Garden Sculpture: The Garden of Euphues

In the place of Thetis, Apollo, Latona, or the Rape of the Sabines, the Dutchman preferred genre sculpture; he was, after all, a realist at heart and not a romantic, he did not picture himself as a Greek philosopher in the groves of Academus, but as a Dutch mynheer smoking his pipe in his own garden; when he deviated from reality he preferred to do so in the direction of the earthily grotesque. In the fifteenth century the Low Countries had satisfied many of the conditions that might have made them leaders of the new break in civilization, but what they lacked besides the Italian character was the constant presence of a revivifying past, a memorial finger pointing to the achievements of pre-Christianity. There were no ruins to guide them, no statues to dig up. The great commercial wealth of Ghent, Bruges, and Antwerp brought an exuberance of the older forms of art, the dying display of medieval Christian civilization; but it was the overripe fruit of an old tree, not the opening flower of a new; Ghent was not Florence, nor Antwerp Venice. Had there been no interruption caused by the warm influences flowing up from the Mediterranean the north would certainly have developed different forms of life and thought, different forms of art; there would have been a completed northern flowering of the spirit not consciously based upon the old forgotten cultures.

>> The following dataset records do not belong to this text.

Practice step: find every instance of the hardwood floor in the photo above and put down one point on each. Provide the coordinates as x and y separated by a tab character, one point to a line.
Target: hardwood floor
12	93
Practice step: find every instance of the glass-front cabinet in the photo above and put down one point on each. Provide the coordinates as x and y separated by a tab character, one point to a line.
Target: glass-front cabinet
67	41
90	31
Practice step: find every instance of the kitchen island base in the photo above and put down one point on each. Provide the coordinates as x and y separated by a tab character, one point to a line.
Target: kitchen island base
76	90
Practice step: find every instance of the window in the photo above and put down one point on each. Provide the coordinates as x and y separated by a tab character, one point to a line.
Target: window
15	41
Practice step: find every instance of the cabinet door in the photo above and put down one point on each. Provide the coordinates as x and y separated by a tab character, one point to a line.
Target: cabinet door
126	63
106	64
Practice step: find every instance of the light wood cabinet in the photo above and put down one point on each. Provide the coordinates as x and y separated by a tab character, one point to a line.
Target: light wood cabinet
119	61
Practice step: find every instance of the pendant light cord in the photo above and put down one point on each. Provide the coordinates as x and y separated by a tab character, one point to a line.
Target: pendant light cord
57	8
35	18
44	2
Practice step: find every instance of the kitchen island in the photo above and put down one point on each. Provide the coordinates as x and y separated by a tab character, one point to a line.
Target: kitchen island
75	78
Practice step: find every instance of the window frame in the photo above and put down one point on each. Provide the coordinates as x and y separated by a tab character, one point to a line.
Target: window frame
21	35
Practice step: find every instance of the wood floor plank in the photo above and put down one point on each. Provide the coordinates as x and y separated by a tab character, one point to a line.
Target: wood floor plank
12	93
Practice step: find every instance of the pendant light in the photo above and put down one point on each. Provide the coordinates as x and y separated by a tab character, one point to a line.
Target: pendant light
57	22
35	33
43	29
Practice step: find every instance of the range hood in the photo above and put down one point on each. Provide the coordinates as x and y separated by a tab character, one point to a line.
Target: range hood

But southern influences were strong, and though native genius mingled with it to produce local hybrid forms, it was still essentially the ancient classical world that in the sixteenth century linked all Europe as medieval Christianity had formerly linked it. We cannot treat the Low Countries as one land, subject throughout to the same influences. The countries we now know as Belgium and Holland have racial, religious and topographical differences which give them different cultures. Close in religion and race and physical fact to the French and for periods actually under French control, Brabant and Flanders created gardens which can be considered a variant of the French, because at the critical period French influence was paramount' The Netherlandish provinces of Holland and Zeeland are different.